Greece's borrowing costs soared today as investors doubted an EU-IMF deal to help Athens sort out its debts.
For the second time this week the return on Greek 10-year bonds a key sovereign debt instrument jumped above 7%, beyond what Greece can sustain in its ongoing effort to raise billions of euros by next month.
In afternoon trade, the yield on the benchmark Greek 10-year bond was 7.096%, up from 6.976% yesterday but off a record high of 7.176% seen around midday. Bond yields usually only change incrementally.
The euro fell as IMF experts began an advisory mission to help Athens enact painful budget cuts that have already sparked two general strikes while a key union warned of further action this month.
The IMF mission was requested by Greece as it battles huge budget deficits and a debt mountain of nearly €300 billion.
Athens has set itself an enormous task of slashing its budget deficit by four percentage points this year in the midst of a deepening recession.
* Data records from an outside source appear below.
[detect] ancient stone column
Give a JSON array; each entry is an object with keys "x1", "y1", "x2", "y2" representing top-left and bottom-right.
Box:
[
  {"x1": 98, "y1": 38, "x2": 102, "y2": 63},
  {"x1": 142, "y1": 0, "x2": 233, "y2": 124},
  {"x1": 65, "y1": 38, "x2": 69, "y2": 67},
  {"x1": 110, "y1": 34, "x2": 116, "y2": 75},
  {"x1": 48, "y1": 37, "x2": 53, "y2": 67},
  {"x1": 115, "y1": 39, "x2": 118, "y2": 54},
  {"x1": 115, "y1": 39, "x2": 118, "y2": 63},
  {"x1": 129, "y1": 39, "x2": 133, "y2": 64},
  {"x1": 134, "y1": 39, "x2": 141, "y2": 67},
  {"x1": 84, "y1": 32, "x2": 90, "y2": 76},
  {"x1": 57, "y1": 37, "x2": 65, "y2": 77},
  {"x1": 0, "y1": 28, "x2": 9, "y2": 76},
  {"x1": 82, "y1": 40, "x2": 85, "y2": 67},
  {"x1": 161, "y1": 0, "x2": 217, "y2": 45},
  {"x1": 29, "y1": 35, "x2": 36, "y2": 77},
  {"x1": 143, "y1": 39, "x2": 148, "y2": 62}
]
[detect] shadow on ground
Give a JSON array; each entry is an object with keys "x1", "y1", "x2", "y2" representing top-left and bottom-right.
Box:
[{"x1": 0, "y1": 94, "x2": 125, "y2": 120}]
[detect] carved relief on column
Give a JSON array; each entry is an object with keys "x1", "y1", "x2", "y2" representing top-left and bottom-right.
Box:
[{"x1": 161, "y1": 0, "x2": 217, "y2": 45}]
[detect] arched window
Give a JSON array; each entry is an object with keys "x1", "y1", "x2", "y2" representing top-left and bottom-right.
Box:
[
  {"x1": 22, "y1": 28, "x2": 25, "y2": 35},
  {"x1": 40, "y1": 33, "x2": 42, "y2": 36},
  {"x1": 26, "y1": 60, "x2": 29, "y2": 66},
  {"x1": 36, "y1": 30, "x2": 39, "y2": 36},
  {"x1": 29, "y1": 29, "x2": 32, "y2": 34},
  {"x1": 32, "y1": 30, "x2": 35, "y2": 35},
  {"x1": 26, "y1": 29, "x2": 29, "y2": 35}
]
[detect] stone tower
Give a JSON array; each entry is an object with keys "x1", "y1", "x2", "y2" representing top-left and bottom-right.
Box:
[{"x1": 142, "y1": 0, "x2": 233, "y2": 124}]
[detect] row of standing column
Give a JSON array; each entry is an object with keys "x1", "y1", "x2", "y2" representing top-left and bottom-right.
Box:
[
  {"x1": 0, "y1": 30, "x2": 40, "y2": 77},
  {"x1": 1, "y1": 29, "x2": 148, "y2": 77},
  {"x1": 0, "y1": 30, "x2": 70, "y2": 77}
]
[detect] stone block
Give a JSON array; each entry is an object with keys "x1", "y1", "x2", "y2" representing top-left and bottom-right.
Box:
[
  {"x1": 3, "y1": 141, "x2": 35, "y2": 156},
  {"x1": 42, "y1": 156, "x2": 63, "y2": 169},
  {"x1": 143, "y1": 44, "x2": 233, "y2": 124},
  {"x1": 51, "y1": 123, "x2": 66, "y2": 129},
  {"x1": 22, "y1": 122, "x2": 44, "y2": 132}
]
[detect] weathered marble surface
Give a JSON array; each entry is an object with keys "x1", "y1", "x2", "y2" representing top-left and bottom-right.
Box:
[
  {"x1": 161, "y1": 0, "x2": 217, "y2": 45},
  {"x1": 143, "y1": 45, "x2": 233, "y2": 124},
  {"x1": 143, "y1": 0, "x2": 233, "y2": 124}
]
The long-awaited EU-IMF backup loan mechanism was meant to help the country reduce its borrowing costs has so far not worked amid doubts over the exact details and contradictory reports about where Greece stood on the accord.
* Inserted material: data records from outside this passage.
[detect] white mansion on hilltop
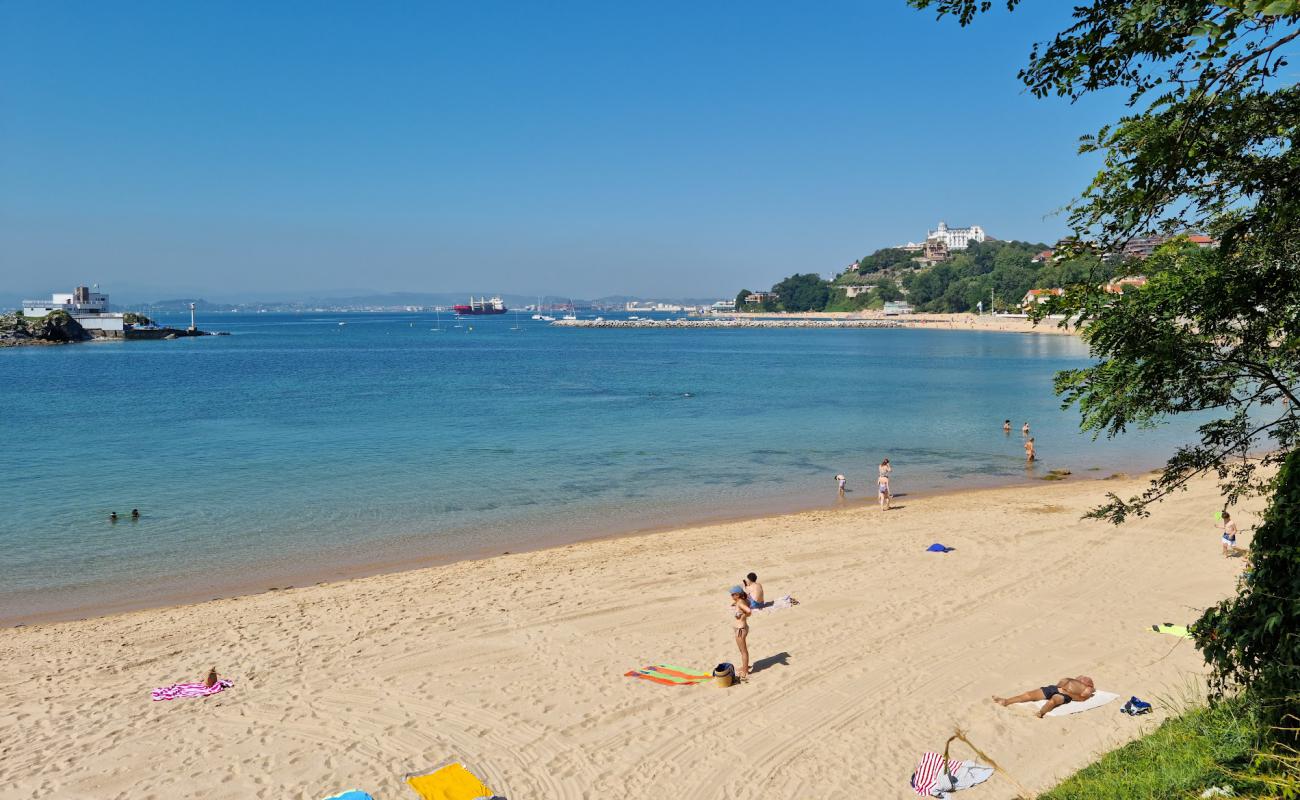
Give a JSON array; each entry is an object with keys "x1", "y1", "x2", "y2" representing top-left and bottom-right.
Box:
[
  {"x1": 925, "y1": 221, "x2": 986, "y2": 250},
  {"x1": 898, "y1": 220, "x2": 988, "y2": 255}
]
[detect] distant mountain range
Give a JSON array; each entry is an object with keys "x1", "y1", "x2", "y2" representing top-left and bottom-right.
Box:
[{"x1": 124, "y1": 292, "x2": 732, "y2": 312}]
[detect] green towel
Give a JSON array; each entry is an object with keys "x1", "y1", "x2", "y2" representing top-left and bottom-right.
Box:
[{"x1": 1151, "y1": 623, "x2": 1191, "y2": 638}]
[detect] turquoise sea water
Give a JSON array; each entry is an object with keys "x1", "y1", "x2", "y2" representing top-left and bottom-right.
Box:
[{"x1": 0, "y1": 313, "x2": 1196, "y2": 622}]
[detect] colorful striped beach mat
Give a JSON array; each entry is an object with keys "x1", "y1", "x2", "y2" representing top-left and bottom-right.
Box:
[
  {"x1": 1151, "y1": 623, "x2": 1192, "y2": 638},
  {"x1": 151, "y1": 679, "x2": 233, "y2": 701},
  {"x1": 624, "y1": 664, "x2": 713, "y2": 686}
]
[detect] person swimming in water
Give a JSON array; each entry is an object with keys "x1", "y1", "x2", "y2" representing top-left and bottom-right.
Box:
[
  {"x1": 109, "y1": 511, "x2": 118, "y2": 523},
  {"x1": 1003, "y1": 419, "x2": 1012, "y2": 433},
  {"x1": 1025, "y1": 437, "x2": 1036, "y2": 462},
  {"x1": 131, "y1": 508, "x2": 140, "y2": 520},
  {"x1": 1022, "y1": 421, "x2": 1031, "y2": 435}
]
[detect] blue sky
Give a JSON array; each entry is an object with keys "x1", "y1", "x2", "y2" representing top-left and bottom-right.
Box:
[{"x1": 0, "y1": 1, "x2": 1124, "y2": 301}]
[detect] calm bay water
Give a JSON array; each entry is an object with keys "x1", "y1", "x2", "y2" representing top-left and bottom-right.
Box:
[{"x1": 0, "y1": 313, "x2": 1194, "y2": 622}]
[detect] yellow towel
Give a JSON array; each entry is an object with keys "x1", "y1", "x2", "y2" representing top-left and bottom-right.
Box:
[{"x1": 406, "y1": 762, "x2": 493, "y2": 800}]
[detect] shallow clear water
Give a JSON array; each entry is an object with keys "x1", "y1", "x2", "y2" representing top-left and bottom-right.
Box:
[{"x1": 0, "y1": 313, "x2": 1193, "y2": 621}]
There is also concern that Greece's crisis measures are based on estimates that are rapidly being outpaced by the country's deepening recession.
The deteriorating climate has also spooked Greek banks, with Bank of Greece governor George Provopoulos telling the finance ministry the country's four main lenders had applied to join a state support scheme.
National Bank, Eurobank, Alpha Bank and Piraeus Bank asked for guarantees worth €15 billion under a €28 billion support scheme put in place by the previous conservative administration in late 2008, semi-state agency ANA said.
A finance ministry official said the government had already decided to extend the bank support scheme by six months.
'The whole Greek economy and the banking system are under pressure so one needs to have the assurance of additional guarantees,' a finance ministry source said.
The International Monetary Fund experts are officially on a mission to advise ministers on how to manage budget cutbacks and clamp down on tax fraud in line with targets imposed by the European Union.
'During this technical assistance visit, the IMF is expected to analyse and make suggestions on budget and tax issues,' the finance ministry said.
The euro is trading at $1.3351, down $.0044.